Figure 3. UNC-86 is a master regulator of the HSN transcription factor combination.

(A) Expression of the HSN TFs in different mutant backgrounds. All scorings were performed at adult stages except for HLH-3, where early L4 larvae were scored. Embryonic HLH-3 expression is unaffected in unc-86 mutants (data not shown). Graphs show the percentage of TF expression in mutant animals relative to wild type expression. n > 100 cells per condition, Fisher's exact test, *: p-value<0.05, See Source data 1 for raw data and exact p-values. (B) Summary of relationships among the HSN TF combination, black arrows mean strong effect (more than 50% loss of expression) and grey arrows depicts the rest of significant defects. (C) Loss-of-function (RNAi) experiments after HSN differentiation show that AST-1, UNC-86, SEM-4, EGL-46 and EGL-18 are required to maintain proper tph-1::yfp and cat-1::MDM2::gfp (unstable GFP) reporter expression. Worms were also scored prior to RNAi treatment to confirm correct HSN differentiation before starting the experiment. n > 100 cells per condition, Fisher's exact test, *: p-value <0.05. See Source data 1 for raw data and Figure 3—figure supplement 1 for maintenance analysis with temperature-sensitive alleles.
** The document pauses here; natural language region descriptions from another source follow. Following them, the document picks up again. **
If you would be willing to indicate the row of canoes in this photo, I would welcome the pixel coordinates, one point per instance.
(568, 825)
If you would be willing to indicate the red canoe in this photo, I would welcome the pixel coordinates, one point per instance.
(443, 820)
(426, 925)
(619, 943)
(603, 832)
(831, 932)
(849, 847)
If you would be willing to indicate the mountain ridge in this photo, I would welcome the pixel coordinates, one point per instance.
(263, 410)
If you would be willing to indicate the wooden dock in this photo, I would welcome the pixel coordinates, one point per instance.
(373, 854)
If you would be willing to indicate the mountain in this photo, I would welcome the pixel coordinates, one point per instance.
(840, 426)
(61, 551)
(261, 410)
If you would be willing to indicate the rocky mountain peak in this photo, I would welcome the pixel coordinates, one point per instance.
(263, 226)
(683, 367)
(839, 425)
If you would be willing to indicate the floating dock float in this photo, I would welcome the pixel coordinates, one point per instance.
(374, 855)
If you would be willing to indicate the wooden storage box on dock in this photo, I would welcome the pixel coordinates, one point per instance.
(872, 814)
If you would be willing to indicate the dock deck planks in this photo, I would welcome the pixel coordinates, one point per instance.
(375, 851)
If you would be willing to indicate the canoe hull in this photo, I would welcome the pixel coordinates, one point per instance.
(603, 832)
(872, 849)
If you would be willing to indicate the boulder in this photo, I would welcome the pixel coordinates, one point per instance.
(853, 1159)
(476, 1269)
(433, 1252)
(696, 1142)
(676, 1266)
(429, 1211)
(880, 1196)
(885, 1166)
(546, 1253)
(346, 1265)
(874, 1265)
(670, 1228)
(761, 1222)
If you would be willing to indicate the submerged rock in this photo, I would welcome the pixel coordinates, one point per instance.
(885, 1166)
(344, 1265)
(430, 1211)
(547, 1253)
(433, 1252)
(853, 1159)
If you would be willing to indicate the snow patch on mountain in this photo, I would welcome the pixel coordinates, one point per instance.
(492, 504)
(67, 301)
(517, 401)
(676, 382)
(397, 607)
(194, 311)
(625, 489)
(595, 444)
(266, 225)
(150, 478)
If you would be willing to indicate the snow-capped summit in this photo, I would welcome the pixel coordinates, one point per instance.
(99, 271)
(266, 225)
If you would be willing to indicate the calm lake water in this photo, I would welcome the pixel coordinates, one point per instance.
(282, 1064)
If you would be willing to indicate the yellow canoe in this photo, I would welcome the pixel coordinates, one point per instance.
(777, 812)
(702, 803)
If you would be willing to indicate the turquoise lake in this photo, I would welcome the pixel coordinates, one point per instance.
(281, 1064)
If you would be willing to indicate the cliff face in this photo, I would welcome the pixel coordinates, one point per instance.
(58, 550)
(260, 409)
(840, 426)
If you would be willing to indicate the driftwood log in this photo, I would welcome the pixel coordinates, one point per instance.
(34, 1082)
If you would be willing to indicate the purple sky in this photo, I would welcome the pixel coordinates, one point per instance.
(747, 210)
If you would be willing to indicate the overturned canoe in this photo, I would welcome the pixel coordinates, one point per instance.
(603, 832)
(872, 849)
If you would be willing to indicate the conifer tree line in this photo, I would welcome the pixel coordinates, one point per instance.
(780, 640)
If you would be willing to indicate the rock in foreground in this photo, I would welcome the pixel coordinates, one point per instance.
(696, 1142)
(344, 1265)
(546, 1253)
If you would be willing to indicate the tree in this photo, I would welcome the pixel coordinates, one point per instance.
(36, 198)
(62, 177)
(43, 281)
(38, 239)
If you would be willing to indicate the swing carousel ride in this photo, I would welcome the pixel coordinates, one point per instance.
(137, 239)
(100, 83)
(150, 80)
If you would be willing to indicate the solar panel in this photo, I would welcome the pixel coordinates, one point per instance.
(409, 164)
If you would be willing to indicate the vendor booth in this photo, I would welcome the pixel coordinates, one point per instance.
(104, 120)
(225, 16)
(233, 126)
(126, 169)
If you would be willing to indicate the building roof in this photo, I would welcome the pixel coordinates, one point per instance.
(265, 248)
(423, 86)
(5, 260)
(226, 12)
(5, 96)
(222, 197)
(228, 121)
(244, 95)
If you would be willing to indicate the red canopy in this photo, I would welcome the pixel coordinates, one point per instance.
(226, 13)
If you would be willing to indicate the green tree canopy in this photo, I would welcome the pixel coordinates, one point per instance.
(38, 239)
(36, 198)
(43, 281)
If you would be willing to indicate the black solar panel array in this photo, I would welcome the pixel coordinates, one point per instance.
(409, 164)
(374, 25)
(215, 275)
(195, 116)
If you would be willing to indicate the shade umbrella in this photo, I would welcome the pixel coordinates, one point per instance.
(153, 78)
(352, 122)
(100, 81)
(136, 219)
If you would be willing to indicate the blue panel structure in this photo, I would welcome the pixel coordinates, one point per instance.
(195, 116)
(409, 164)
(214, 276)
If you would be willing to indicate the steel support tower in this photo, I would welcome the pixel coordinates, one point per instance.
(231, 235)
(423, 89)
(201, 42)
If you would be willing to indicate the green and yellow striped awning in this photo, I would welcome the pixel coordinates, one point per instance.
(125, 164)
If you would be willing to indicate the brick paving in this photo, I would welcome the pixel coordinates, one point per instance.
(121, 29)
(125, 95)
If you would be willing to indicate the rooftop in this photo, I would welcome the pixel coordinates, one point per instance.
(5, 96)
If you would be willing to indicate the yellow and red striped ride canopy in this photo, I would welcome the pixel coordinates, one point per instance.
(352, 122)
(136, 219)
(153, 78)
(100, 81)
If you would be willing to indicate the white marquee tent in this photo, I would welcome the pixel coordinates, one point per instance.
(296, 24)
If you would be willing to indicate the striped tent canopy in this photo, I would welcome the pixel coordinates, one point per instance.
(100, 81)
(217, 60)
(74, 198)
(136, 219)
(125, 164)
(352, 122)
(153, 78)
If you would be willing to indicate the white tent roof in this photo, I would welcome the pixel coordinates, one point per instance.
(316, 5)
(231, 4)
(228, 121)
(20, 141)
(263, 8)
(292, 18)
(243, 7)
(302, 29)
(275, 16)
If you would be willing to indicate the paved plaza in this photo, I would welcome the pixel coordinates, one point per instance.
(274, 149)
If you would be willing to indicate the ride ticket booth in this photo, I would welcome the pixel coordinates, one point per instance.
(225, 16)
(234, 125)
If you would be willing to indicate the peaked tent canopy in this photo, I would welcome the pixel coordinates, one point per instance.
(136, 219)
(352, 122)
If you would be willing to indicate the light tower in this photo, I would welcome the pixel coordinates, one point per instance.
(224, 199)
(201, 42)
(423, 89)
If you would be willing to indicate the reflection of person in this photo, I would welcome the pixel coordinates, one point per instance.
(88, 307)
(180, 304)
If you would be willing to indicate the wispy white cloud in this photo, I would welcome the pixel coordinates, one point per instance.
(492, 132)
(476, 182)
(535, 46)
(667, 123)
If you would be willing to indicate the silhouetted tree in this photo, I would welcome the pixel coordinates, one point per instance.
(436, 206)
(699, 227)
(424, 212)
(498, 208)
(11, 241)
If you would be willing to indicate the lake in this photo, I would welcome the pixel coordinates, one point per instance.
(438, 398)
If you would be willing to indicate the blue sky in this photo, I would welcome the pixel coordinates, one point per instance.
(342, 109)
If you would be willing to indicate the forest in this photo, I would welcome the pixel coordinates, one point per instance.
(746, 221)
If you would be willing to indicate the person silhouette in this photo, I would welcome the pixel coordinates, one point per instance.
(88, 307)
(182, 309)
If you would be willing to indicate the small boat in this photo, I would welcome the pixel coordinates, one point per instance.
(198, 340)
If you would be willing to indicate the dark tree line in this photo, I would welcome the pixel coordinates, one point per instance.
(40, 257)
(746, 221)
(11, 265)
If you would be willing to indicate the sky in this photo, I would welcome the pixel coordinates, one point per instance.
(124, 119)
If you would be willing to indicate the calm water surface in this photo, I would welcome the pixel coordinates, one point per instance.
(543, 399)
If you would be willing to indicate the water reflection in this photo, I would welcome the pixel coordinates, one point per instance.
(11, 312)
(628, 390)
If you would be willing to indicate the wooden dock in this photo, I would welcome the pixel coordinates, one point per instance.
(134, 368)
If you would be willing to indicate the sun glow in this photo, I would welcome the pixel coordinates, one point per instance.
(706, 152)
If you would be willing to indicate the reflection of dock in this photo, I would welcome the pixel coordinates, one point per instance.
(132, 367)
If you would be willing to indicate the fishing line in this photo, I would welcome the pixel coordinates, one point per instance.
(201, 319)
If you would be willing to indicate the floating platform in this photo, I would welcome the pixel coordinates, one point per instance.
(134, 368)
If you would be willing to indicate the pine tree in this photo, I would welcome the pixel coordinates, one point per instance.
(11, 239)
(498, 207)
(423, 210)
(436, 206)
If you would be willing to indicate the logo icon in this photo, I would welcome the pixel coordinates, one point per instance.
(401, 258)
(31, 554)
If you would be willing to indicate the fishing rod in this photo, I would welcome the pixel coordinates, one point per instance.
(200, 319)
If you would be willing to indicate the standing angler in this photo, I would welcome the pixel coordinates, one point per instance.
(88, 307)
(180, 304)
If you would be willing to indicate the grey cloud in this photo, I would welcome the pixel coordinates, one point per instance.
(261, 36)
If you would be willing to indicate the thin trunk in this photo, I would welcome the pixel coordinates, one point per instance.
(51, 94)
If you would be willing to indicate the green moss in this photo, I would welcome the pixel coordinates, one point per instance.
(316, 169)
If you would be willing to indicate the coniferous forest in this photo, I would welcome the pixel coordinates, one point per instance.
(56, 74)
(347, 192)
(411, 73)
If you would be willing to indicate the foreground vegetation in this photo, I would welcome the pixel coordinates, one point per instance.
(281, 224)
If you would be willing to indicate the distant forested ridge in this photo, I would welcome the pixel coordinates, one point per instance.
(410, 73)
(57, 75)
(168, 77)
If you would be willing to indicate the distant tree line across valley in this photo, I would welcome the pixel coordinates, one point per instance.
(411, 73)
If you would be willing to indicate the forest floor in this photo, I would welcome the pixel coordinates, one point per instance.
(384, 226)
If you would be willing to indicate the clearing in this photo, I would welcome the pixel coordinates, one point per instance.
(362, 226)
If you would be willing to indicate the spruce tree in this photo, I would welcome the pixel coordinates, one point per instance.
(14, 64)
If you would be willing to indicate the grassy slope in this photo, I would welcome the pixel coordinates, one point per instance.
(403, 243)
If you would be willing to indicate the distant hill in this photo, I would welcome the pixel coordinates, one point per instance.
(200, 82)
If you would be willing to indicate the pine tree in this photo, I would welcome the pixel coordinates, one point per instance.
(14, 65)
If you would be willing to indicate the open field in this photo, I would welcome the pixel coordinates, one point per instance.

Figure 3—figure supplement 1. AST-1, UNC-86 and SEM-4 are required to maintain the HSN differentiated state.

Three temperature-sensitive alleles ast-1(ot417), unc-86(n848) and sem-4(n2654) were used to perform temperature shifts to restrictive temperatures after HSN has fully differentiated (young adult). Temperature shifts (red lines) lead to reporter expression defects. Red asterisks refer to the comparison between mutant values before and after the temperature shift and blue asterisks refer to the comparison at the same time point between shifted animals (red line) and animals kept at permissive temperature (blue line) (n > 100 cells per condition). Fisher's exact test, *: p-value<0.05. Related to Figure 3.